ブラストは身の丈二メートル近くもある大男である。体格的にいえばおそらくガンファよりも上であろう。腰には大振りのグレートソードをおびえている。
「久しぶりだな、メルフィ」
「伯父様! 伯父様なのですか!」
「そうだ、大体十年ぶりか。立派になったな」
姪の成長を喜んでいるようである。
「もしかして、この反乱軍は伯父様が……」
「そうだ、俺がこの軍を統べる総大将だ!」
涼夏は唖然とした。ブラストは飲んだくれの父、ゼーモンと違い立派な人格者で、よく涼夏も遊んでもらったものだった。それどころか学問の指導をしてくれたのもこの男だった。そのブラストが何故、今になって祖国に牙を向く軍団を統べる立場にいるのだろう?
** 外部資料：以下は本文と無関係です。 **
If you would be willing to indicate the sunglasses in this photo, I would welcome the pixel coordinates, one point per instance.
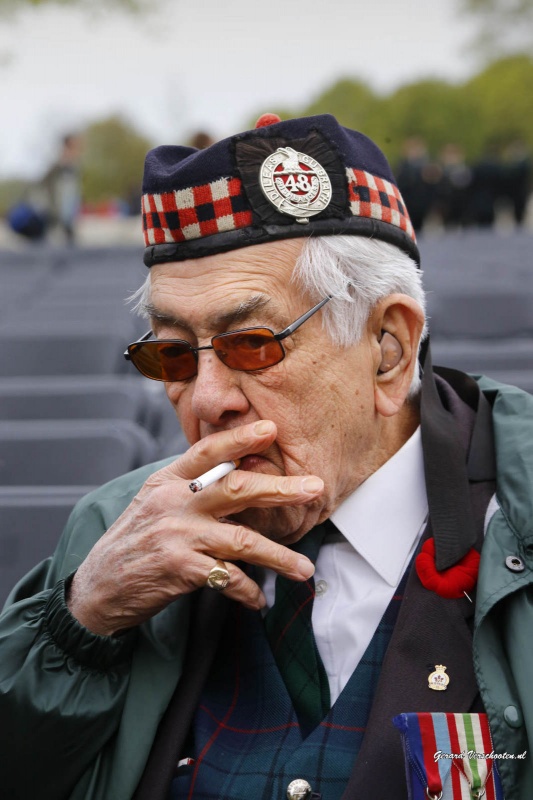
(248, 350)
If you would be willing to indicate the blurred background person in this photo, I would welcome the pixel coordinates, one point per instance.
(62, 187)
(516, 180)
(416, 178)
(454, 186)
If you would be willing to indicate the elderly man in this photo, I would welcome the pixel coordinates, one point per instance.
(177, 644)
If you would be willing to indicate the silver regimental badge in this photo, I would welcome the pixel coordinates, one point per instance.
(295, 183)
(438, 680)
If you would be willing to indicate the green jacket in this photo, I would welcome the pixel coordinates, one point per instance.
(78, 712)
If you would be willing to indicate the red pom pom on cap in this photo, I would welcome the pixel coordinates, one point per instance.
(451, 583)
(267, 119)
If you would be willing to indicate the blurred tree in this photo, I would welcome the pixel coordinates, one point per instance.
(493, 108)
(352, 102)
(113, 160)
(501, 103)
(503, 24)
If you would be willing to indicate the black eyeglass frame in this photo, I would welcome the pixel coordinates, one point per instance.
(288, 331)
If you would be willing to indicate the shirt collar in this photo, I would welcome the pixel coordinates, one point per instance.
(383, 518)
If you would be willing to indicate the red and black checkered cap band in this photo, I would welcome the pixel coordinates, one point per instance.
(221, 206)
(195, 212)
(377, 198)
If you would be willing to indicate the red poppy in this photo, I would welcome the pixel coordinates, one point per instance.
(449, 583)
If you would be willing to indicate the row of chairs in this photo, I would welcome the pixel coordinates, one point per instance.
(73, 413)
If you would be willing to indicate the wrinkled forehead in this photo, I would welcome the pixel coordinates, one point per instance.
(237, 284)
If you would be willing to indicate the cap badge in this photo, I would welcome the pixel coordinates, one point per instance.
(438, 680)
(295, 183)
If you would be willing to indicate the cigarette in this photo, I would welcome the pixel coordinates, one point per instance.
(213, 475)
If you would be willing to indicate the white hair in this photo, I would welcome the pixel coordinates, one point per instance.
(357, 271)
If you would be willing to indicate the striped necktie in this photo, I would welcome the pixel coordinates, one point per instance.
(290, 633)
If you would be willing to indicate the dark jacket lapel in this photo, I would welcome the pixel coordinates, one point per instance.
(207, 622)
(430, 629)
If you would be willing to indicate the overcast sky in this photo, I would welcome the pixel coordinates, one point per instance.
(208, 64)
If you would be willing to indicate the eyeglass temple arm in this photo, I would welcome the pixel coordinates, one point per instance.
(300, 321)
(142, 339)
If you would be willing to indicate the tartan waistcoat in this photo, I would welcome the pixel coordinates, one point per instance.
(246, 737)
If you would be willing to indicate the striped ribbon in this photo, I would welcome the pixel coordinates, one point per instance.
(468, 775)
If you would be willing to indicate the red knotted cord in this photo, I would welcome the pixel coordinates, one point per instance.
(450, 583)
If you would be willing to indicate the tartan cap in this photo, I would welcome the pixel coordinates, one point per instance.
(298, 178)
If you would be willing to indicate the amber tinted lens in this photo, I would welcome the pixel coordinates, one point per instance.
(164, 361)
(251, 349)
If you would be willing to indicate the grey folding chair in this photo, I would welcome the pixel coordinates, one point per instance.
(72, 452)
(31, 521)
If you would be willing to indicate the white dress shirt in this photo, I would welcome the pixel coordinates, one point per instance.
(356, 579)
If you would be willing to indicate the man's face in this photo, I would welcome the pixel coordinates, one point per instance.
(320, 397)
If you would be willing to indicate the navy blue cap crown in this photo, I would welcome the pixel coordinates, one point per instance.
(303, 177)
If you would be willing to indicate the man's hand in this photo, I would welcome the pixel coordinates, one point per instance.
(168, 539)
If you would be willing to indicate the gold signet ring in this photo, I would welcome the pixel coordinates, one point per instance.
(218, 577)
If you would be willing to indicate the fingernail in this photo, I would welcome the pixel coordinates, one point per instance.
(306, 568)
(312, 485)
(263, 427)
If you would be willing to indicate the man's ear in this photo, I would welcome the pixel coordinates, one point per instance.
(395, 328)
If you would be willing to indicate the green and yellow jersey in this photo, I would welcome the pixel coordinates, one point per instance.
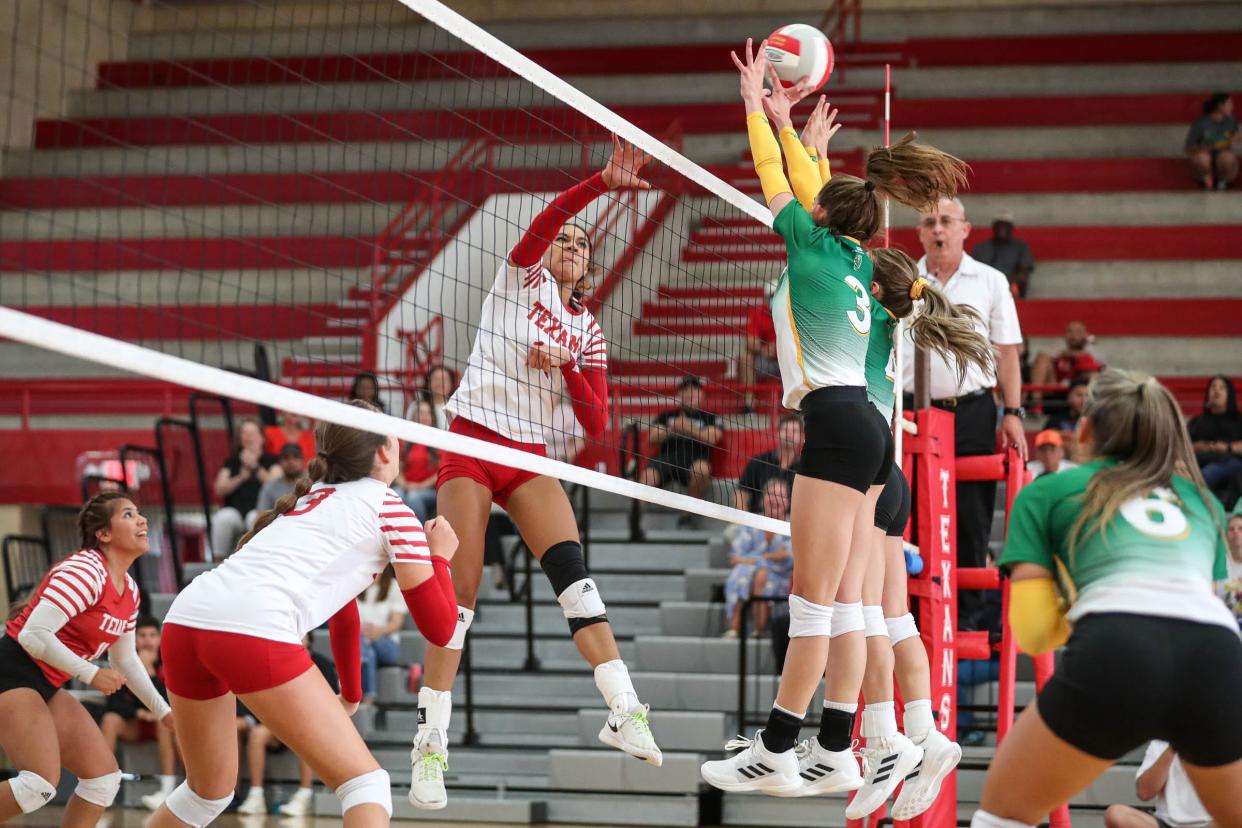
(821, 307)
(1158, 556)
(882, 360)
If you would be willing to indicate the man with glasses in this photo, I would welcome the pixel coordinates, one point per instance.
(943, 234)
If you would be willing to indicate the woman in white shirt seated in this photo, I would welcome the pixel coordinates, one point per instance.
(383, 611)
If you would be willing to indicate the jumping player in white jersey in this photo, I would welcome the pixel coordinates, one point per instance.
(535, 342)
(86, 606)
(236, 631)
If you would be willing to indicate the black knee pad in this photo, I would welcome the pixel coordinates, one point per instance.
(576, 592)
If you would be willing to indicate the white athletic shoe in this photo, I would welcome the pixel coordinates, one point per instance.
(825, 771)
(754, 769)
(299, 805)
(631, 733)
(429, 760)
(253, 803)
(923, 785)
(886, 762)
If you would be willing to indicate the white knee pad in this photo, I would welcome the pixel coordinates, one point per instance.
(193, 810)
(873, 621)
(31, 791)
(465, 618)
(101, 791)
(901, 628)
(847, 618)
(809, 620)
(581, 600)
(368, 788)
(984, 819)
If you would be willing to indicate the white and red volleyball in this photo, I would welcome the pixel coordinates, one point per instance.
(799, 51)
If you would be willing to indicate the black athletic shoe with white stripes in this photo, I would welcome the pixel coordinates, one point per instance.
(886, 762)
(754, 769)
(825, 771)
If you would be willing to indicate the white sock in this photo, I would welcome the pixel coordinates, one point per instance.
(878, 720)
(984, 819)
(918, 720)
(612, 680)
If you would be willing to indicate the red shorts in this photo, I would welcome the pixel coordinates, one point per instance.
(499, 479)
(205, 664)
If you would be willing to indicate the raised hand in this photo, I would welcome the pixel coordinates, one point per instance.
(622, 168)
(753, 72)
(821, 127)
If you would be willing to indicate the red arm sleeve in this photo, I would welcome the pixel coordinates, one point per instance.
(589, 395)
(434, 605)
(545, 226)
(345, 632)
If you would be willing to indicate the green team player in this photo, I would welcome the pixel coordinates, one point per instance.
(1118, 556)
(822, 317)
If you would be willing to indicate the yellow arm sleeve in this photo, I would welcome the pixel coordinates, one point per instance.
(802, 173)
(1037, 616)
(766, 153)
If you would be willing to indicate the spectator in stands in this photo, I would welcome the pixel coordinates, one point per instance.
(367, 386)
(1163, 778)
(761, 561)
(127, 720)
(417, 481)
(1009, 255)
(293, 468)
(758, 356)
(261, 741)
(780, 462)
(1217, 438)
(943, 234)
(290, 428)
(1210, 144)
(383, 612)
(1050, 453)
(239, 483)
(683, 438)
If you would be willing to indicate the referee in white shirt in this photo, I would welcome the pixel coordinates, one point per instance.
(943, 232)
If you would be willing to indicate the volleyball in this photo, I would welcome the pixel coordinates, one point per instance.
(799, 51)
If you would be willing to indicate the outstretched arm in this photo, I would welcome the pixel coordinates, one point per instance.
(621, 171)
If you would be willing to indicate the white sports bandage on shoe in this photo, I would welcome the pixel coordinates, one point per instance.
(873, 621)
(465, 618)
(984, 819)
(31, 791)
(101, 791)
(809, 620)
(193, 810)
(846, 618)
(368, 788)
(901, 628)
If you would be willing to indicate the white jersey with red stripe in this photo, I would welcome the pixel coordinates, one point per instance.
(81, 587)
(306, 565)
(497, 390)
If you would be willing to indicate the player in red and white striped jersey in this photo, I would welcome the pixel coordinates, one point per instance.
(236, 631)
(86, 606)
(535, 344)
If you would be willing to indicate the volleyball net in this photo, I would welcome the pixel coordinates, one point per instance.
(308, 204)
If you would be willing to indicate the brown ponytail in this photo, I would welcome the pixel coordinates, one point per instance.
(343, 454)
(1137, 422)
(940, 325)
(917, 175)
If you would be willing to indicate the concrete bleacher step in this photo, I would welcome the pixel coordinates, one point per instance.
(461, 808)
(612, 771)
(676, 730)
(688, 654)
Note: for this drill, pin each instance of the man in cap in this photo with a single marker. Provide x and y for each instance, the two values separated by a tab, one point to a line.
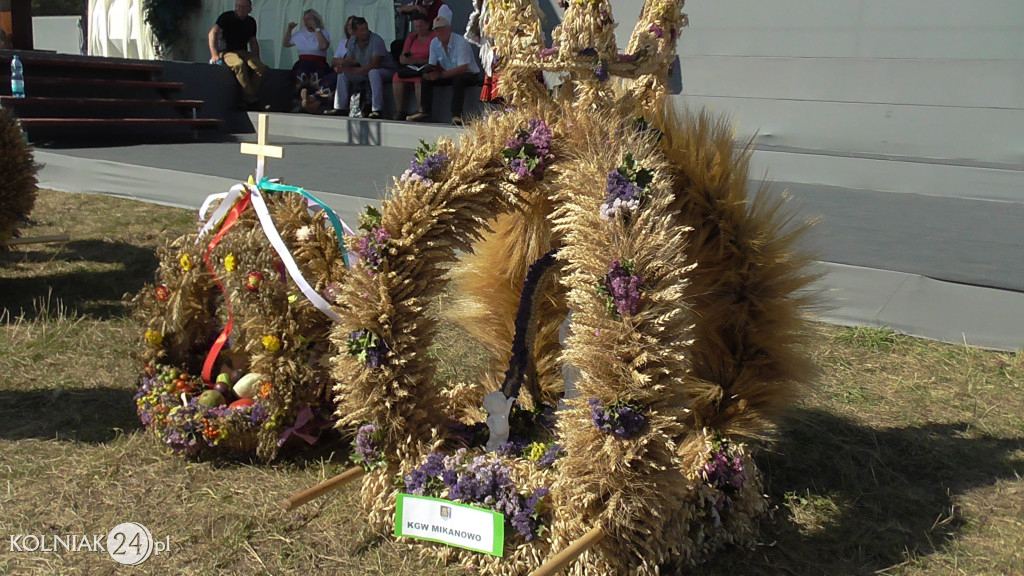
236	30
451	63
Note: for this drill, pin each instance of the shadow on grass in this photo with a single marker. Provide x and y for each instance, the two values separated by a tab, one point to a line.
90	415
862	499
92	293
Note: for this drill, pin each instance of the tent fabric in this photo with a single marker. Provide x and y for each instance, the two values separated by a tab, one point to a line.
118	29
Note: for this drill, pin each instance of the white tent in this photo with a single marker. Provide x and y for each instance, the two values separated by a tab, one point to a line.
117	28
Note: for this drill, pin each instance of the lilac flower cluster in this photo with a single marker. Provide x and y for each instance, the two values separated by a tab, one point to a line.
623	196
549	456
428	165
372	244
367	452
624	420
482	481
625	188
621	289
724	471
529	152
190	426
369	347
372	249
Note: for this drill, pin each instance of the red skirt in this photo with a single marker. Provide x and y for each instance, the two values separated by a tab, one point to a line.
489	90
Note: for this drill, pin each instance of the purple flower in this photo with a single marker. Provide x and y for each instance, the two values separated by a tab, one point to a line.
624	420
366	446
529	152
427	166
371	248
483	481
724	471
549	457
622	288
368	347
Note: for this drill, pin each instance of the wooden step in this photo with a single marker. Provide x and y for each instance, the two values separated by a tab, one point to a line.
211	123
159	85
11	101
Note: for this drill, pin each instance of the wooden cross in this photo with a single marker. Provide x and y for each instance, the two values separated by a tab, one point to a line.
261	150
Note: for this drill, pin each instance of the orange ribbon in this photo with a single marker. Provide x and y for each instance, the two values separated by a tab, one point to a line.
218	344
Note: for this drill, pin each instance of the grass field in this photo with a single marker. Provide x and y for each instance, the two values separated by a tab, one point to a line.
905	457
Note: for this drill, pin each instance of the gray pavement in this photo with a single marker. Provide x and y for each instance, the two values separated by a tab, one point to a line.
940	268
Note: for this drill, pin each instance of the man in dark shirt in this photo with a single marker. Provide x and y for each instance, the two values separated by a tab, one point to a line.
237	32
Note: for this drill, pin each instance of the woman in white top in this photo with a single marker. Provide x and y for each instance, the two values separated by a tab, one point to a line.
311	41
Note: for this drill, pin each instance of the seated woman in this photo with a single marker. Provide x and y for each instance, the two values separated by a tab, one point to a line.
315	97
311	41
415	53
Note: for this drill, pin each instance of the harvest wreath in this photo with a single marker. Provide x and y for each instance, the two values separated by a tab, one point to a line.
600	214
233	344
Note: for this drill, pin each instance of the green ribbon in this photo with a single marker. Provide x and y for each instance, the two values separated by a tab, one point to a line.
339	230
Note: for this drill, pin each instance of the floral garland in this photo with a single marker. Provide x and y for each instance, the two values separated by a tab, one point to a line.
428	165
482	481
625	189
372	244
623	419
267	383
528	153
621	289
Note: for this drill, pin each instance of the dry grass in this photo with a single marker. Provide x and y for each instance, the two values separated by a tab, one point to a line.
905	459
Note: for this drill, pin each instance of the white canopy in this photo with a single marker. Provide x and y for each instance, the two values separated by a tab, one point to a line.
117	28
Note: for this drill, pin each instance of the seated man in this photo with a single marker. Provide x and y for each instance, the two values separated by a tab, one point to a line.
451	63
367	58
238	31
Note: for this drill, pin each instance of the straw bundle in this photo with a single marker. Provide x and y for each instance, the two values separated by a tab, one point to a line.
278	333
17	178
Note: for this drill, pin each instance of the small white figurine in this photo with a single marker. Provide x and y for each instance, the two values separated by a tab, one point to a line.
498	408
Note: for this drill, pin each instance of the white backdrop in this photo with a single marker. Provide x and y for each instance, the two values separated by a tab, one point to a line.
117	28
「ガンファに教え込まれた武術の腕、試させてもらうぞ」
ブラストは愛刀であるグレートソードを抜き放った。刀身がキラリと光る。
「そんな……、伯父様と」
龍星に見限られ、ガンファが負傷、第二の父親ともいうべきブラストが敵軍の総大将となり、自分と直に剣を交えることに……。涼夏は胸中にドロドロしたものが染み渡るのを実感していた。もう何がなんだか分からなくなってしまっていた。
「メルフィ! 今は伯父でも姪でもない! 戦う者として相手をしっかりと見据えるんだ!」
ブラストの一喝に涼夏はハッとした。ここで自分が倒されてはインフェリスの今後はない。自分が託された最後の希望なのだ。
「伯父様、行きますわよ!」
「おう! ドンと来い!」
涼夏はかつて慕っていた存在に真っ向からぶつかっていった。ガンファ仕込みの剣術、そして自分で開発した人魚ならではの動きであった。